Since numbers and graphs illustrate the differences better, I have been running lots of tests with different settings.

First I presenst the results with the old integration module, before showing the results with the new integration module.
To compare the speed with the old and new integration module I have integrated 100x 16MegaPixel RGB frames of a Nikon D5100 camera. In bytes this means data integration on 18GB worth of data. If Multi-Band Blending is used, this is 1.5x 18GB = 27 GB worth of data that needs to be integrated.
Finally I will show the results of integrating 400 frames with the new integration module on both an SSD and a conventional harddrive.

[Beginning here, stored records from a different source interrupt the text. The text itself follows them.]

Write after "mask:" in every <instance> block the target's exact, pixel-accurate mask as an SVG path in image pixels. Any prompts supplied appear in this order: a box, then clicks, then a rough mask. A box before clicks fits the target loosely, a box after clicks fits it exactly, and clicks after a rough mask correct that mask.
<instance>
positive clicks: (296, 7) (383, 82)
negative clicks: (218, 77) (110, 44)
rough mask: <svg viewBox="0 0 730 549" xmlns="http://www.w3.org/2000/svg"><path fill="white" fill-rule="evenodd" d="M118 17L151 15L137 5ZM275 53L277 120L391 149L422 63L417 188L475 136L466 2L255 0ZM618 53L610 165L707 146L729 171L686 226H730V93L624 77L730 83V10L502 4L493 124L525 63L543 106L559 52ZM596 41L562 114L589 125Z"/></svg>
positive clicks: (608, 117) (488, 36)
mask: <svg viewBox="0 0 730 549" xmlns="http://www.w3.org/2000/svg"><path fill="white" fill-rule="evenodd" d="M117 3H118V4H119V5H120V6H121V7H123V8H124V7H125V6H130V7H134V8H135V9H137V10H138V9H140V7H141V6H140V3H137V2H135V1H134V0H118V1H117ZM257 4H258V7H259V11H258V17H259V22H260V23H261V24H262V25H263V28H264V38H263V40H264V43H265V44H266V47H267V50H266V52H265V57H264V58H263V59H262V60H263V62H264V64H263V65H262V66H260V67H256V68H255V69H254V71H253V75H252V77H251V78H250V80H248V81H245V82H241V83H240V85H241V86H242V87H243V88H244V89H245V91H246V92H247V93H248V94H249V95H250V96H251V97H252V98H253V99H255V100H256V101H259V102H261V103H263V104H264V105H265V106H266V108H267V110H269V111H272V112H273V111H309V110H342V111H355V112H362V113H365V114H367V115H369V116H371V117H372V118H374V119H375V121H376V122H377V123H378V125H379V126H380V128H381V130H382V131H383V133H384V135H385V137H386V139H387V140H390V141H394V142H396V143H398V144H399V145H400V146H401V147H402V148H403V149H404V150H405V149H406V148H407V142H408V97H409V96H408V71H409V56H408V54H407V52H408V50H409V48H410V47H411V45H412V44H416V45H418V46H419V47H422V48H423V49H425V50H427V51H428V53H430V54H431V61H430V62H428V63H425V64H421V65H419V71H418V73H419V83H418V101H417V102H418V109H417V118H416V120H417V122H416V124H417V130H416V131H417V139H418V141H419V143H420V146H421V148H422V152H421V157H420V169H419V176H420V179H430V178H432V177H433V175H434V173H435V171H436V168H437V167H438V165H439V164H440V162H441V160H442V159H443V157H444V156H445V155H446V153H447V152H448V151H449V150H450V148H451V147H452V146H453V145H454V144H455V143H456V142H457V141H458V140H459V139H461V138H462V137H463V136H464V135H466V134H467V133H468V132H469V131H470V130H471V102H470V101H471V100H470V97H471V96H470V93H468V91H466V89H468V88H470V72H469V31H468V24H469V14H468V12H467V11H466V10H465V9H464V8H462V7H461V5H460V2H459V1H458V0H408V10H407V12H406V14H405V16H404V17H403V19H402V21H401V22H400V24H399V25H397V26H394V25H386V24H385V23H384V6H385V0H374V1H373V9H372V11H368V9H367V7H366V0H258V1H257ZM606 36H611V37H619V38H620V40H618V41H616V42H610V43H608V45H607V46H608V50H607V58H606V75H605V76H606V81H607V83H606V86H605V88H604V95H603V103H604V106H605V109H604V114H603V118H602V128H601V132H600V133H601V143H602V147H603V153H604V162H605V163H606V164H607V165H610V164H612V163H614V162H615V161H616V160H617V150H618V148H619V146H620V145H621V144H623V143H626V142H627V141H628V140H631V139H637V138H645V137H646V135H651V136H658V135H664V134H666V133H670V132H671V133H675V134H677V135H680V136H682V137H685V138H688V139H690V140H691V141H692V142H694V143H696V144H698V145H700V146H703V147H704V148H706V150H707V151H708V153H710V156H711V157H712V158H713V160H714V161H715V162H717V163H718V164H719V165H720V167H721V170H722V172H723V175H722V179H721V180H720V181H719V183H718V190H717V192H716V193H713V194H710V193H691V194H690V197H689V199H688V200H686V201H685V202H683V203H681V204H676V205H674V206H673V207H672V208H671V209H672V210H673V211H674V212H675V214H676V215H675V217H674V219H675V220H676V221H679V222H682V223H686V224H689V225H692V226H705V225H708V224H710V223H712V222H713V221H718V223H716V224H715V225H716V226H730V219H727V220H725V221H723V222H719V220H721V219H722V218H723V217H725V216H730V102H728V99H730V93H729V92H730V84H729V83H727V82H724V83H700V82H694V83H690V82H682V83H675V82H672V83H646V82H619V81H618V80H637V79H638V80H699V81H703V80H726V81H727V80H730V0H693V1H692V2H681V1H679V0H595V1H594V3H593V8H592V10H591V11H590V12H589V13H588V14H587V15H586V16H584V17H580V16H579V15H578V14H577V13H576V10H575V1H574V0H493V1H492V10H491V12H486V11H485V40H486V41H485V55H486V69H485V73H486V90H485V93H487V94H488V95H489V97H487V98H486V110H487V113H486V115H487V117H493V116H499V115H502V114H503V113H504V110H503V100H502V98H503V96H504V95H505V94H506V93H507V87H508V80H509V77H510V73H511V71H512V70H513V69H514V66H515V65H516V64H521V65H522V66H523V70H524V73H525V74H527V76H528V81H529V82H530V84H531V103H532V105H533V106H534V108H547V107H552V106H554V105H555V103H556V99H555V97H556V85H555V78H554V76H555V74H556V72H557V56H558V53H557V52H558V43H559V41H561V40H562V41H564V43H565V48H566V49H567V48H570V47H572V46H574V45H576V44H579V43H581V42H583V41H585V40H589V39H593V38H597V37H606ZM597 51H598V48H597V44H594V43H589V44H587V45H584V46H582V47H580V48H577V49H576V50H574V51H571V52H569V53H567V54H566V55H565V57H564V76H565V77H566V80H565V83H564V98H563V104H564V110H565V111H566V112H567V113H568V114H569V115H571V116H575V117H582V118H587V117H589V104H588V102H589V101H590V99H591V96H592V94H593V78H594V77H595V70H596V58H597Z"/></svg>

I will show the final conclusions as well here, because it's a lot of information to consume and not everyone will be interested to see all the test results:

Final conclusions:

the new integration module gives a very nice speed increase in integration, especially for APP users that integrate on conventional harddrives.
the old integration module took 142 minutes to integrate 100 frames, and probably would have taken about 9-10 hours to integrate 400 frames.
the new integration module can integrate 400 frames of 16Mega Pixels in 3 RGB channels on a conventional drive in only 27 minutes. This is a speed increase of 20x with only 4GB of RAM memory allocated to APP.
more cpu cores will increase integration speed and
more RAM memory allocated to APP will as well. Allthough the effect of more RAM memory wasn't tested, it's clear it will. With more RAM memory, APP can make the READ/WRITE IO buffers larger and that's one of the 2 improvements in the new integration module.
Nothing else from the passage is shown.